The most popular Durban soccer team, AmaZulu, played there for a while but averaged 5,000 per home game in their last season in the top division, got relegated and have returned to their modest former home. The local Sharks rugby team have a lease until 2056 on yet another large stadium in Durban and will not move either. Recent events advertised at the government's spectacular new Mabhida stadium include a wedding fair and a craft beer exhibition.

Granted the dubious privilege of hosting the 2004 Euro soccer championship, the Portuguese government built a fine modern stadium at Faro in the Algarve. There are no top-flight soccer teams in southern Portugal, hence, unsurprisingly, no matches at the shiny new facility.

The Gibraltar national soccer team plays occasionally to empty stands, since there is no stadium in Gibraltar.

Don't ask why Gibraltar has a national soccer team.

It is insane to build permanent stadiums or other facilities to host a handful of fixtures for just a few weeks. Nobody would build a cinema to show movies for four or five nights. Most stadiums around the world are under-utilised anyway but these Olympic, World and Euro building sprees produce predictable under-use - what should be termed designer waste.

The number of cities willing to bid for the Olympic Games has been falling in recent years and countries already equipped with adequate stadium facilities have been hosts for some of the recent soccer tournaments.

It made good sense to hold the recent Euro championships in France: the stadiums, in the main, already existed and the cost was confined to refurbishment. There are top-flight professional soccer teams in each of the French cities and there will be some continuing value from the money spent.
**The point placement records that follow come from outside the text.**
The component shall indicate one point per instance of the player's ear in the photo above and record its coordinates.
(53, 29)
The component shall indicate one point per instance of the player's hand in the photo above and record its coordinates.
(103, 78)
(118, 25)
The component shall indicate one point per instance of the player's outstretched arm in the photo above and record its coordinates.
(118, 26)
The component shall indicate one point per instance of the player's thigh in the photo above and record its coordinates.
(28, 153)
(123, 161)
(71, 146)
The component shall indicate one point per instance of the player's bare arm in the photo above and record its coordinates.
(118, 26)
The soccer governing bodies would have shown some social responsibility had they decided that no countries would be awarded major competitions if white-elephant stadiums were to be the predictable result.

Instead, the 2022 tournament was awarded to Qatar, a tiny desert sheikdom with 40-degree temperatures and no stadiums at all.
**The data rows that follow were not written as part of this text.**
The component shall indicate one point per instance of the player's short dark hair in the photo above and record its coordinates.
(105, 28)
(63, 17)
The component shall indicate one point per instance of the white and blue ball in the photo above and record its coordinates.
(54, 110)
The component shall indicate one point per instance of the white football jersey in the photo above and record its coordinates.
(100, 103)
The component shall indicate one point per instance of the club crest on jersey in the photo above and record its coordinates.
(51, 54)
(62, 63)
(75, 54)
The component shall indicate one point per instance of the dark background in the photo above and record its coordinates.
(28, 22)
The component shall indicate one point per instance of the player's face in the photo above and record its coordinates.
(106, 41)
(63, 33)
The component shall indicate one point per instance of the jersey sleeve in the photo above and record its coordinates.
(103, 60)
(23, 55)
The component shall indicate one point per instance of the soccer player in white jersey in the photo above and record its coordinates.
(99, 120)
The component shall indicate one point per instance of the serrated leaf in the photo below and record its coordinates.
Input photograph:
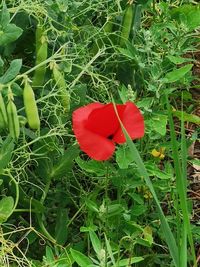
(177, 74)
(12, 71)
(6, 206)
(80, 258)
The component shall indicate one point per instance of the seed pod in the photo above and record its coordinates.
(38, 37)
(99, 43)
(13, 120)
(41, 55)
(31, 107)
(126, 24)
(61, 84)
(3, 114)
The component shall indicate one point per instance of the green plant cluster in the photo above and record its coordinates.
(59, 208)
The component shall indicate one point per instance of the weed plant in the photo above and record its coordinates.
(58, 207)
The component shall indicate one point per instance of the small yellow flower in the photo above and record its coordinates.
(158, 153)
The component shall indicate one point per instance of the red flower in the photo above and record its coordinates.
(97, 127)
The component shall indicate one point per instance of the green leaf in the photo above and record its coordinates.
(65, 162)
(61, 230)
(49, 255)
(178, 60)
(9, 34)
(177, 74)
(80, 258)
(12, 71)
(4, 17)
(188, 15)
(127, 262)
(187, 117)
(6, 207)
(153, 170)
(96, 243)
(169, 237)
(123, 157)
(92, 166)
(159, 123)
(6, 152)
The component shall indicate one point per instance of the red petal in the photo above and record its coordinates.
(133, 122)
(103, 121)
(96, 146)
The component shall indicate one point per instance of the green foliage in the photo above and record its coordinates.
(133, 209)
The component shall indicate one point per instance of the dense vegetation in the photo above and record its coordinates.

The International Olympic Committee should long ago have opted for a single permanent venue, or a small rotation of venues, confined to recent host countries.

It is surely no accident that both the Olympic movement and world soccer have been riven with corruption scandals and both organisations have been exposed as self-perpetuating rackets accountable to nobody.

Reform at Fifa may finally be under way, but only in response to corporate sponsors pulling the plug, unwilling to associate their brands with the continuing scandals.

It would be foolish to assume that Irish politicians are fully immune to the temptations to which so many in other countries have succumbed. Croke Park and the Aviva in Dublin are not heavily utilised and both required generous taxpayer subsidies.

While the old Lansdowne Road stadium was being reconstructed, all soccer and rugby fixtures were accommodated at Croke Park, along with the normal schedule of GAA matches. This practical experiment neatly demonstrated how many large stadiums are needed in Dublin - namely one. But the city nearly had three. Remember the Bertiebowl? At a cost of €700m, the then government persisted doggedly for many years with the bizarre scheme for a new mega-stadium in west Dublin for which there would have been no fixtures.

It was only the opposition of Mr Ahern's coalition partners, the since-disbanded Progressive Democrats, which finally blocked the project.

The Rugby World Cup in 2023 could be coming to Ireland. The Government, along with the authorities in Northern Ireland, is supporting a bid for this month-long event, a much smaller affair than its soccer equivalent. It was hosted last year by England and no new stadiums were built - the matches were readily accommodated at existing stadiums, including soccer grounds and the Millennium stadium.

The next renewal is in Japan in 2019, a rich country already equipped with many fine venues and able to afford a little extravagance. In Ireland, the temptation to waste taxpayers' money on stadiums should be resisted - Samoa versus Uruguay at rugby is unlikely to be a big seller and the available stadiums will include redevelopments already under way in both Cork and Belfast. There are lessons from the riots in Rio.